Welcome back to our ongoing series on Tiny Machine Learning (TinyML)! Having already delved into Image Classification, Motion Classification, and Anomaly Detection in our two previous tutorials, we’re now shifting our focus to the realm of voice-activated applications with a project on Keyword Spotting (KWS) using the XIAO ESP32S3 board.

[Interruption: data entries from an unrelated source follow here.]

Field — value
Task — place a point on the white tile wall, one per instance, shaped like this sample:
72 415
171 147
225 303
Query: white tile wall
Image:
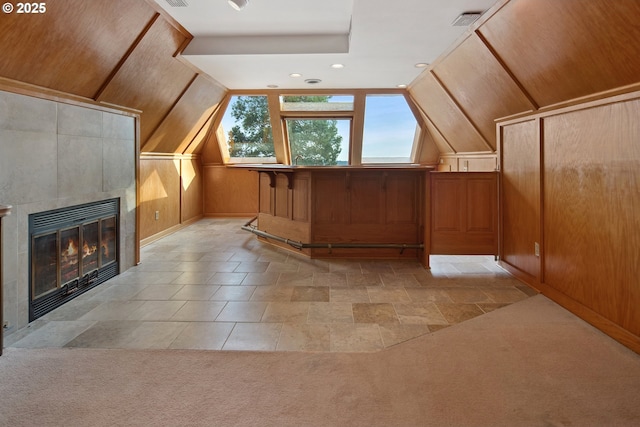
54 155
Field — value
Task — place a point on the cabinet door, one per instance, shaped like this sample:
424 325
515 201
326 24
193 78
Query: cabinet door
520 189
464 213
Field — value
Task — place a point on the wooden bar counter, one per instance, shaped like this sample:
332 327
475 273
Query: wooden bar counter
331 206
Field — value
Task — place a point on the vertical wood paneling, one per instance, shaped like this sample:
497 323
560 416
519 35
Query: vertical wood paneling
159 192
447 204
480 215
485 95
230 192
402 198
464 213
191 185
301 196
561 50
366 203
591 205
282 196
329 198
266 204
520 154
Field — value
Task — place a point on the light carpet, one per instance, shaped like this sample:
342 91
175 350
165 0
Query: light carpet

Keyword Spotting (KWS) is integral to many voice recognition systems, enabling devices to respond to specific words or phrases. While this technology underpins popular devices like Google Assistant or Amazon Alexa, it’s equally applicable and achievable on smaller, low-power devices. This tutorial will guide you through implementing a KWS system using TinyML on the XIAO ESP32S3 microcontroller board.

As we learned, the XIAO ESP32S3, equipped with Espressif’s ESP32-S3 chip, is a compact and potent microcontroller offering a dual-core Xtensa LX7 processor, integrated Wi-Fi, and Bluetooth. Its balance of computational power, energy efficiency, and versatile connectivity make it a fantastic platform for TinyML applications. Also, with its expansion board, we will have access to the “sense” part of the device, which has a 1600x1200 OV2640 camera, an SD card slot, and a digital microphone. The integrated microphone and the SD card will be essential in this project.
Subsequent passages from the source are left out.